Les forces en mouvement sont plus complexes qu'il n'y paraît. A la source de cet extrémisme, un principe philosophique et politique adopté dés 1787 par les pères fondateurs: le peuple ne saurait avoir de pouvoir que par une démocratie représentative formant un gouvernement fédéral à Washington. Madison et Hamilton notamment (dans les "Federalist Papers") rejettent la démocratie "directe" et excluent que le peuple puisse gérer les affaires de la nation, préférant l'élection de dirigeants plus éduqués acquis à la cause de l'intérêt général.
Depuis le 18ème siècle, les "anti-fédéralistes" n'ont cessé de contesté ce principe, arguant que la seule réelle démocratie est celle du peuple, et que le gouvernement fédéral ne peut exercer qu'un pouvoir arbitraire.
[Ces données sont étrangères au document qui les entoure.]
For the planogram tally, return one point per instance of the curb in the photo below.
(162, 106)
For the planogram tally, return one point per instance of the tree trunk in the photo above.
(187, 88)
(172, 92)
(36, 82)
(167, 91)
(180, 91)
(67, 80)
En somme, il s'agit là d'un anarchisme opposé par principe à tout pouvoir central, et plaidant pour une démocratie plus participative.
Les bases philosophiques du mouvement sont donc solides, d'autant que l'anti-fédéralisme a toujours eu pignon sur rue dans le parti Républicain, qui prône la "dérégulation", autrement dit moins de contrôle et d'agences fédérales, moins de services publics et donc moins d'impôts. Ronald Reagan était, paradoxalement peut-être, un anarchiste dans les faits, si pas dans l'esprit.
Mais le mouvement s'ancre en revanche dans un conservatisme moral et religieux qui dépasse la simple intolérance et devient bien plus qu'une incitation à la haine. En décriant le gouvernement fédéral comme non seulement arbitraire mais profondément immoral, l'extrême-droite américaine s'autorise à user de violence pour arriver à ses fins.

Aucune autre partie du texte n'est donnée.